- Born: December 9, 1910 Meskwaki Settlement
- Died: October 15, 1996 (aged 85)
- Alma mater: Haskell Indian Nations University ;
- Occupation: Textile artist
- Awards: Iowa Women's Hall of Fame (1993) ;

= Jean Adeline Morgan Wanatee =

Native American and women's rights activist

Jean Adeline Morgan Wanatee (December 9, 1910 – October 15, 1996) was a Meskwaki activist for Native American and women's rights. Wanatee was an artist and tribal leader dedicated to preserving and sharing the traditional culture and language of the Meskwaki. She was the first woman elected to the Meskwaki Tribal Council and the first Native American to be inducted into the Iowa Women's Hall of Fame.

==Early life and education==
Jean Adeline Morgan was born on December 9, 1910, on the Meskwaki Settlement near Tama, Iowa. She was a member of the Wolf clan; her parents were Earl Morgan and Annie Waseskuk Morgan. Her father died when she was nine months old; she and her mother moved in with her grandmother until her mother remarried. She was known by friends as "Adeline".

Adeline attended the Sac and Fox Day School until 1923, when she was sent to a government boarding school, the Flandreau Indian School on the Flandreau Indian Reservation in South Dakota. In the eighth grade she returned to attend public schools in Tama. She went on to earn a degree from the Haskell Institute in 1931.

In her late teens, she worked for two years at the Toledo Sanatorium.

She married Frank David Wanatee in 1932; they had nine children, though two died as young children.

==Later life==
When she returned to Iowa after graduating from the Haskell Institute, Wanatee worked at the Sac and Fox Day School, teaching sewing, cooking, art, and the Meskwaki language. After her own experience of being sent to a distant boarding school, she believed that Native American children should be educated close to home, and worked on state and national committees to prevent Native children from routinely being sent to assimilationist boarding schools. She served as the chair of the school board of the Meskwaki, and she was a founding member of the Coalition of Indian-Controlled School Boards, an organization dedicated to parental and community control of Indian education. She also wrote a chapter titled "Education, the Family, and the Schools" in the 1978 book The Worlds Between Two Rivers: Perspectives on American Indians in Iowa.

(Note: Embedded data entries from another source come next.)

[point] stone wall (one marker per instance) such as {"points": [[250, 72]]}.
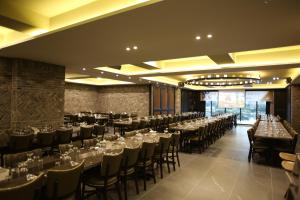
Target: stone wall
{"points": [[177, 100], [32, 94], [123, 98], [81, 98], [295, 105], [5, 94]]}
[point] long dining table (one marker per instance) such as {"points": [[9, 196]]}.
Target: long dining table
{"points": [[273, 131], [92, 157]]}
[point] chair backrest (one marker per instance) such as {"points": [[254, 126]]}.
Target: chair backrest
{"points": [[19, 143], [130, 157], [147, 151], [135, 125], [99, 130], [250, 133], [31, 190], [111, 165], [89, 142], [86, 132], [144, 130], [142, 124], [64, 136], [175, 139], [164, 144], [45, 139], [65, 147], [11, 160], [130, 134], [110, 137], [63, 183]]}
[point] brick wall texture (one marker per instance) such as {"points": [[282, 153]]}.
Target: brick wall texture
{"points": [[123, 98], [32, 94], [295, 106]]}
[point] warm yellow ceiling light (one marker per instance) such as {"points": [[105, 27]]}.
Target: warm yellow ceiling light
{"points": [[45, 16]]}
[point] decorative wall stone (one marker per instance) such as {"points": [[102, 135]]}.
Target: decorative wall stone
{"points": [[295, 105], [35, 96], [81, 98], [135, 98], [124, 98], [5, 94], [177, 100]]}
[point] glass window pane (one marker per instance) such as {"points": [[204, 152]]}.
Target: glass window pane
{"points": [[207, 109]]}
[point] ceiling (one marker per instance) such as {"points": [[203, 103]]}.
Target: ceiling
{"points": [[258, 37]]}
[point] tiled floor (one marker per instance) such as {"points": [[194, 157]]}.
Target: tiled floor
{"points": [[221, 172]]}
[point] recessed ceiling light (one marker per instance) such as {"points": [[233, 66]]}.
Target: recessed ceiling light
{"points": [[198, 37]]}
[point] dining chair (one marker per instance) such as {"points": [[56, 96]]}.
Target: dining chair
{"points": [[255, 146], [130, 134], [89, 142], [161, 153], [65, 147], [99, 130], [128, 168], [64, 136], [12, 160], [64, 183], [197, 139], [174, 149], [45, 141], [18, 143], [86, 132], [145, 162], [104, 179], [31, 190]]}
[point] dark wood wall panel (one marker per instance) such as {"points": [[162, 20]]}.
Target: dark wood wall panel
{"points": [[163, 100]]}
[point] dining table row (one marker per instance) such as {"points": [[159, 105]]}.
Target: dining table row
{"points": [[98, 163], [270, 136]]}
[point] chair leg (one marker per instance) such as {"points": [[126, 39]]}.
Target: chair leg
{"points": [[168, 164], [160, 166], [125, 187], [249, 154], [153, 173], [118, 190], [173, 161], [136, 183], [144, 177], [177, 155]]}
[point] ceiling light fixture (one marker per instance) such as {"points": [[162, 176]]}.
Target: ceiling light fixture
{"points": [[223, 80], [209, 36]]}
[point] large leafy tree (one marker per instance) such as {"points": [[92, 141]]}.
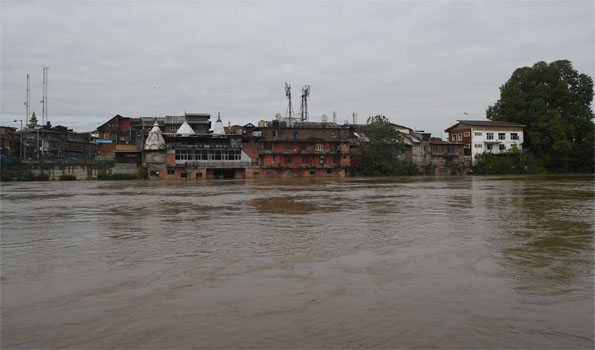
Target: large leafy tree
{"points": [[554, 101], [382, 151]]}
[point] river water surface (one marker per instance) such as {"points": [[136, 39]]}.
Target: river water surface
{"points": [[482, 262]]}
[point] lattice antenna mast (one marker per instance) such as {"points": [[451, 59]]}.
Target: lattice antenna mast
{"points": [[27, 102], [288, 94], [44, 95], [304, 106]]}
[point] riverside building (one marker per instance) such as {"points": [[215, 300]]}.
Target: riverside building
{"points": [[481, 136]]}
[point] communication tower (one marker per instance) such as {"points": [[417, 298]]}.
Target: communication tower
{"points": [[288, 95], [44, 95], [27, 102], [304, 105]]}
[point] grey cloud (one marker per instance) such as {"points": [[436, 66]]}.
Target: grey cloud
{"points": [[421, 63]]}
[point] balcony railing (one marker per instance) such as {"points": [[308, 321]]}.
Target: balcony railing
{"points": [[215, 163]]}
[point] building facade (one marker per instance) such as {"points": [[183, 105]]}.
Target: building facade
{"points": [[481, 136]]}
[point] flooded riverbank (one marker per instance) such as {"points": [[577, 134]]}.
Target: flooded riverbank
{"points": [[480, 262]]}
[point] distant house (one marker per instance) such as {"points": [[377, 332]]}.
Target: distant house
{"points": [[480, 136]]}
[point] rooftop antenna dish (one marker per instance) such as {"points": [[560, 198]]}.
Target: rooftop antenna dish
{"points": [[288, 94]]}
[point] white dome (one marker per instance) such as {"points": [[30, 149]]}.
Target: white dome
{"points": [[219, 129], [185, 129], [155, 141]]}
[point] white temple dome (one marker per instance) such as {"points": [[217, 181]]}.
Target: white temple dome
{"points": [[155, 141], [185, 129], [218, 129]]}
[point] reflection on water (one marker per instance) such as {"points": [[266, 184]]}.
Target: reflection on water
{"points": [[483, 262]]}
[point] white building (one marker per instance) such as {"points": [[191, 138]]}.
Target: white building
{"points": [[480, 136]]}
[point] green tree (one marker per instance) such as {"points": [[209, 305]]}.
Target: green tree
{"points": [[382, 153], [554, 102]]}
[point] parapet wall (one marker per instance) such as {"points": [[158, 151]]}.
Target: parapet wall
{"points": [[54, 170]]}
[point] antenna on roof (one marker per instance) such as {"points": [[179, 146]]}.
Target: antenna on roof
{"points": [[44, 95], [288, 94], [27, 103], [304, 106]]}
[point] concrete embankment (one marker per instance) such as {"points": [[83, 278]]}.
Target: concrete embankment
{"points": [[67, 170]]}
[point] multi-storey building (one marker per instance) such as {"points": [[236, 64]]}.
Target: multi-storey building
{"points": [[480, 136], [304, 149]]}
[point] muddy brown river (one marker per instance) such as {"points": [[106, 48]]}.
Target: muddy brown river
{"points": [[468, 262]]}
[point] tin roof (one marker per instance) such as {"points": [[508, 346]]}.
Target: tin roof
{"points": [[487, 123]]}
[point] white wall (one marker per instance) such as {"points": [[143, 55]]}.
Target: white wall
{"points": [[508, 142]]}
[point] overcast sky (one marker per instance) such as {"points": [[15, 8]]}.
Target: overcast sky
{"points": [[421, 63]]}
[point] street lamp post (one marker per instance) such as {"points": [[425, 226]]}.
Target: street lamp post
{"points": [[21, 150]]}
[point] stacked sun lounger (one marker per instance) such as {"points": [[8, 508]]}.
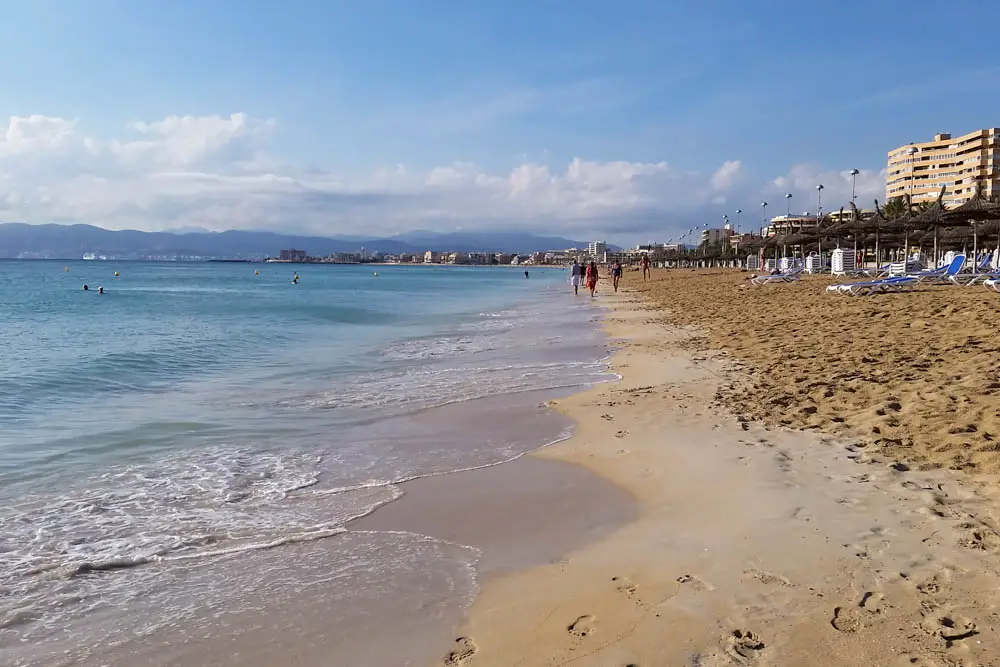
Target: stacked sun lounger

Wanatee served as a resource for scholars interested in traditional Meskwaki culture, language, and art, including work as a Meskwaki language specialist for the Smithsonian Institution. She helped create an elementary school textbook for the Meskwaki language. She was a member of the Iowa Arts Council's "artist-in-the-schools" program, teaching traditional Meskwaki weaving to members of the community. Her artwork included appliqué and ribbon work, and her specialty was weaving yarn sashes with a traditional finger-weaving (warp face braiding) technique.

Wanatee was the first woman elected to the Meskwaki Tribal Council, where she served two four-year terms. She was also the first woman to be a part of the Meskwaki Pow Wow Association. She had multiple roles in promoting the health of Native Americans, including serving as a tribal health representative and being appointed as a delegate for the National Indian Council on Aging. Wanatee established a center for community health and nutrition for members of the Meskwaki Nation.

She died in Tama on October 15, 1996, and was buried in the Meskwaki Cemetery.

==Recognition==
In 1993, she became the first Native American to be inducted as a member of the Iowa Women's Hall of Fame.

A park near Marion, Iowa was renamed in 2020 from Squaw Creek Park to Wanatee Park in honor of Wanatee's activism. It was the first instance of a public space in Iowa renamed to recognize Indigenous Iowans.

In 2020, the editors of USA Today published the "Women of the Century" project in commemoration of the 19th Amendment, asking experts from each state to identify ten women who made significant accomplishments in the period of 1920 to 2020. Wanatee was one of the ten women recognized for their important work within the state of Iowa.